We take a deep look into the combat system in Capcom’s latest Monster Hunter title.
It’s important to note that when coming in to Monster Hunter Stories, you should not take the in-game systems lightly. Despite being a game aimed toward a younger and less hardcore audience, Capcom’s latest foray into this transmedia property offers a more complex experience than would be expected. After spending around ten hours with the final retail build of the game, I can honestly say that this unique take on the world of Monster Hunter is not only fun and interesting, but also intricate in more ways than I thought possible.
First and foremost, you are able to have up to five monsters, or monsties (Otomon in Japanese), in your party at a time and are able to swap them in combat. You are also able to use special abilities of the monsties throughout the overworld. With that said, having a balanced team of monsties with different abilities can be extremely helpful when exploring. For example, having a monster with jump will give you the ability to jump from specific “jump points” throughout the world that can either get you to areas that progress the story or get you to some rare items. Swimming works the same way - as long as there is a sloped access point to water, you are able to swim and locate things. There was even a monster that sent out what amounts to a radar-like signal that reveals all of the items nearby on the touch screen map. It’s really cool and makes you want to have a good variety of monsters on your team at all times. There are a total of 109 different monsties to find, and you have room for 200 of them in your monster stable.

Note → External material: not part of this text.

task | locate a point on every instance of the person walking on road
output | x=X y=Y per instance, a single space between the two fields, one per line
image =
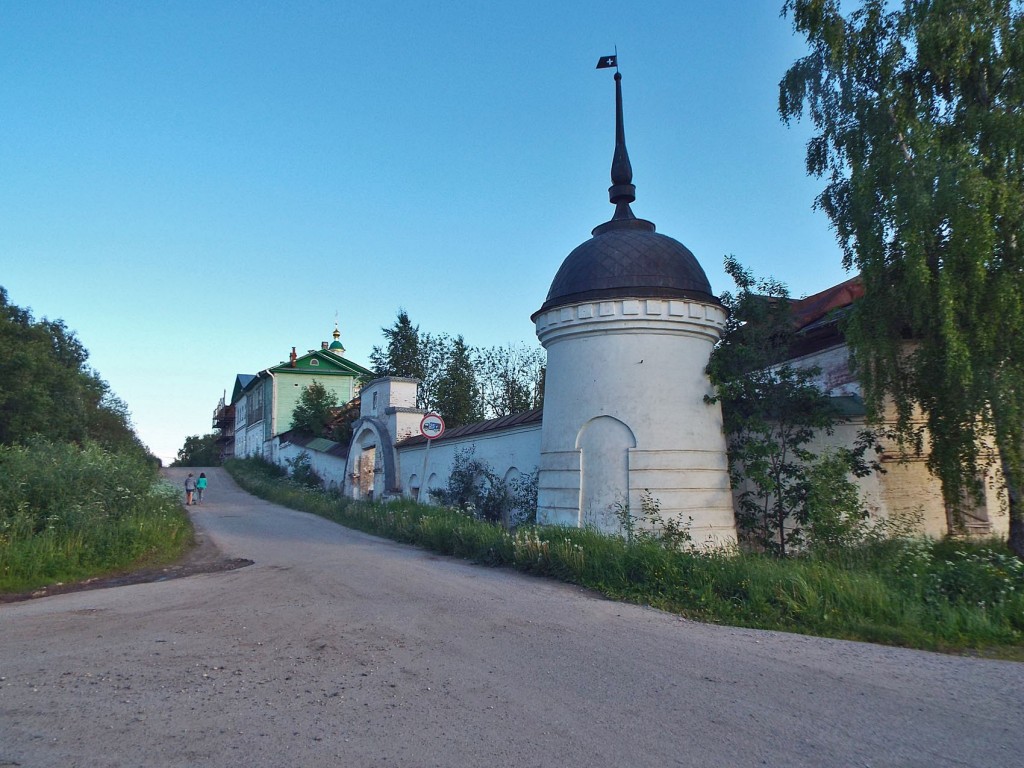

In case you missed my impressions from the past two Tokyo Game Shows (TGS 2015, TGS 2016), combat is intricate and yet easy enough to grasp. Rather than the active gameplay the Monster Hunter games are known for, Stories is a turn based RPG that has players going through menus laid out nicely on the touch screen. Your team consists of the player character and one monstie at a time as you face off against up to three other enemy monsters. Typical RPG-like actions are selectable on the touch screen such as standard attacks, items, skills, monstie swapping, running away, or monstie skills. Monstie attacks and skills are automatically chosen if you don’t do it yourself. Again, with Stories being turn based, you are free to go as slowly or quickly as you like.
As for standard attacks, Stories uses a rock-paper-scissors mechanic. After choosing the standard attack, you are given the choice to either use a speed, power, or technique based attack. If you win the engagement, you will take minimal damage and deal out more to your opponent and vice versa. It should be noted that while ever present, this element of combat only comes into play as long as the monster you are facing and your character or monstie are focused on each other. Basically, if the monster I’m fighting is focusing on my monstie and my in game avatar attacks it, the enemy will take damage but my avatar will be fine. If both you and your monstie choose the same kind of attack and win against an opposing monster, you’ll do a special combination attack that deals out a significant amount of damage.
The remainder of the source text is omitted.